Model attached: real-estate-price.zip

interesaaat commented 3 years ago

@luisquintanilla is it possible to export the models such that only the actual model that needs to be evaluated is contained into the onnx file? I see that this models contains different separate graphs for labels, etc and I think this is what is creating problems.

luisquintanilla commented 3 years ago

@interesaat.

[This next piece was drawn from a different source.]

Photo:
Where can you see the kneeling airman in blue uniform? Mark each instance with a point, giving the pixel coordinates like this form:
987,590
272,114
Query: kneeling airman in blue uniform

I'm not sure, but definitely something I can look into.

interesaaat commented 3 years ago

Hi @luisquintanilla, were you able to look into it? Otherwise I will start with your models and see how I can remove unnecessary operators within Hummingbird.

luisquintanilla commented 3 years ago

Hi @interesaat,

Unfortunately I didn't get a chance. I might be able to tackle this sometime in the next two weeks.

interesaaat commented 3 years ago

Thanks @luisquintanilla. Please keep us posted.